The final solution has been reached after 6 extra iterations.

4.3 Constraints on the sparseness of the solution

As we have seen above, if the number of columns is larger than the number of rows then a unique solution does not exist in general because the number of unknowns is larger than the number of equations. However, there is an exception:

If the matrix A has some special properties and the solution vector has to be sparse, i.e. most of its values are zero, then we can find the x that minimizes ||yA·x||2.

In general an iterative procedure is needed for the minimization. We have implemented one based on iterative hard thresholding which is described by Blumensath & Davies (2010).

solveSparse# (a##, y# [, x#], maximumNumberOfNonzeros, maximumNumberOfIterations, tolerance, infoLevel)

The parameters have the following meaning:

a##, y#
the A matrix and the y vector.
[, x#]
the optional vector to start the iterations. If not given the procedure starts with the zero vector.
maximumNumberOfNonzeros
the maximum number of nonzero elements in the solution vector, i.e. the sparsity.
maximumNumberOfIterations
the maximum number of iterations that should be run if the tolerance criterion is not met.
tolerance
is a criterion value that is needed to decide when to stop the iterations. If d(n) is the squared approximation error in the n-th step of the iteration, i.e. d(n) = ||yA·x(n)||2, where x(n) is the approximation of x at step n, then the iteration stops if
|d(n) − d(n−1)| / ||y||2 < tolerance.
infoLevel
determines the amount of information that is written to the info window during iterations. No info is written if the value is zero.

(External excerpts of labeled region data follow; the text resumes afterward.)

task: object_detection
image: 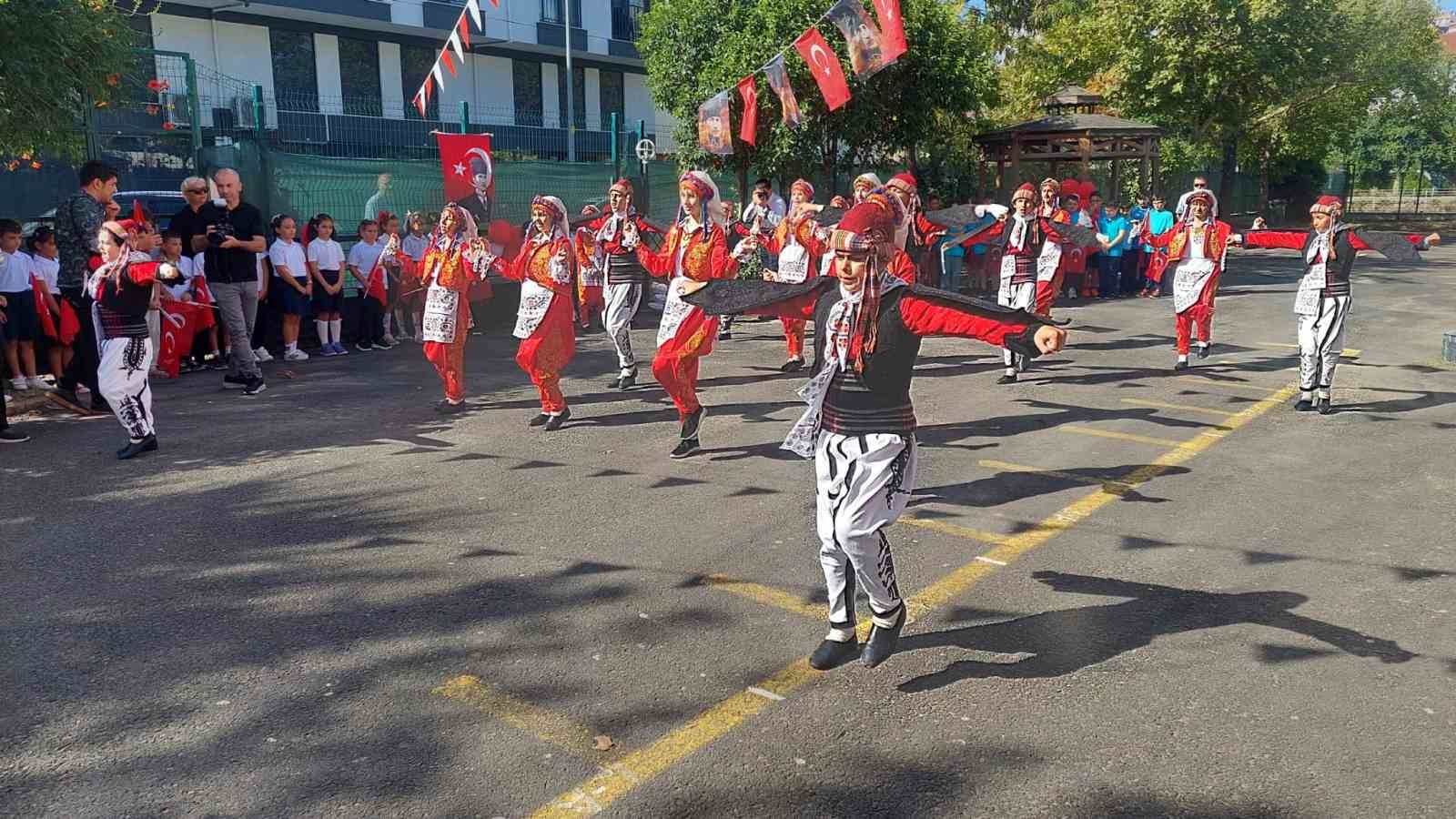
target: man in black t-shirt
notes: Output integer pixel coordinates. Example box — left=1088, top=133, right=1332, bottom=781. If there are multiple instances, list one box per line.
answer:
left=192, top=167, right=267, bottom=395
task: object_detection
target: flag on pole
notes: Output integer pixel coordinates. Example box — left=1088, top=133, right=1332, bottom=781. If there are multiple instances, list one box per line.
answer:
left=738, top=75, right=759, bottom=146
left=697, top=90, right=733, bottom=156
left=794, top=26, right=849, bottom=111
left=763, top=54, right=804, bottom=128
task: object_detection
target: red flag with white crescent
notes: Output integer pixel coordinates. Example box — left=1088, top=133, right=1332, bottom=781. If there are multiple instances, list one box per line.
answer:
left=738, top=75, right=759, bottom=146
left=794, top=26, right=849, bottom=111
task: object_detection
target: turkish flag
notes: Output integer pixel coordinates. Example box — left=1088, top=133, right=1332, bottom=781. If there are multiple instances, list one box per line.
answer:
left=794, top=26, right=849, bottom=111
left=435, top=133, right=495, bottom=205
left=738, top=75, right=759, bottom=146
left=875, top=0, right=908, bottom=64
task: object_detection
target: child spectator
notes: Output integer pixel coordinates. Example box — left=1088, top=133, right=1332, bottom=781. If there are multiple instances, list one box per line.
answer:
left=308, top=213, right=349, bottom=357
left=268, top=213, right=313, bottom=361
left=0, top=218, right=46, bottom=392
left=395, top=211, right=430, bottom=344
left=1097, top=203, right=1131, bottom=298
left=349, top=218, right=393, bottom=353
left=25, top=226, right=69, bottom=380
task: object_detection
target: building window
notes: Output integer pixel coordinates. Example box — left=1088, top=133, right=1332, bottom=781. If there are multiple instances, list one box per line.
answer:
left=556, top=64, right=587, bottom=128
left=511, top=60, right=541, bottom=128
left=541, top=0, right=581, bottom=29
left=612, top=0, right=652, bottom=42
left=268, top=29, right=318, bottom=111
left=602, top=71, right=628, bottom=130
left=399, top=46, right=440, bottom=119
left=339, top=36, right=384, bottom=116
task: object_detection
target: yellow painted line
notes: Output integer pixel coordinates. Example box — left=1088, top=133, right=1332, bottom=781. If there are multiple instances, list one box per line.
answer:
left=1123, top=398, right=1238, bottom=419
left=432, top=674, right=606, bottom=763
left=897, top=514, right=1006, bottom=543
left=1057, top=424, right=1187, bottom=446
left=531, top=386, right=1296, bottom=819
left=981, top=459, right=1127, bottom=488
left=1254, top=341, right=1363, bottom=359
left=702, top=574, right=828, bottom=620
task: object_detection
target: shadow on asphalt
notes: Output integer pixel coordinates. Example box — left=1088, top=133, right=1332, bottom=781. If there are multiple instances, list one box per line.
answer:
left=898, top=571, right=1418, bottom=693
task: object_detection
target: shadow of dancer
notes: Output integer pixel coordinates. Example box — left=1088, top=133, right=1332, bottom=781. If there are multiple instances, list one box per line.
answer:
left=900, top=571, right=1417, bottom=693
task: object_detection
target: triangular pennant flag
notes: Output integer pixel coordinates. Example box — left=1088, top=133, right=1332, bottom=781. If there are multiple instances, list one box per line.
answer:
left=794, top=26, right=849, bottom=111
left=738, top=75, right=759, bottom=147
left=875, top=0, right=908, bottom=66
left=763, top=54, right=804, bottom=128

In the following example we first construct a sparse vector x, with random numbers between 0.1 and 10, and a random Gaussian matrix A. From these two we construct our y. We then solve the sparse system and compare its solution xs to the constructed x.

    nrow = 100
    ncol = 1000
    x# = zero# (ncol)
    for i to size (x#)
       x# [i] = if randomUniform (0,1) < 0.005 then randomUniform (0.1, 10) else 0.0 fi
    endfor
    # On average in x# 5 out of 1000 will be unequal zero.
    a# = randomGauss## (nrow, ncol, 0.0, 1.0 / nrow)
    y# = mul# (a##, x#)
    maximumNumberOfNonzeros = 10
    maximumNumberOfIterations = 200
    tolerance = 1e-17
    info = 0 ; no info
    xs# = solveSparse# (a##, y#, maximumNumberOfNonzeros, maximumNumberOfIterations, tolerance, info)
    # We have found the solution now check
    dif# = x# - xs#
    inner = inner (dif#, dif#)
    writeInfoLine: if inner > 1e-7 then "error" else "OK" endif

My info window shows: OK.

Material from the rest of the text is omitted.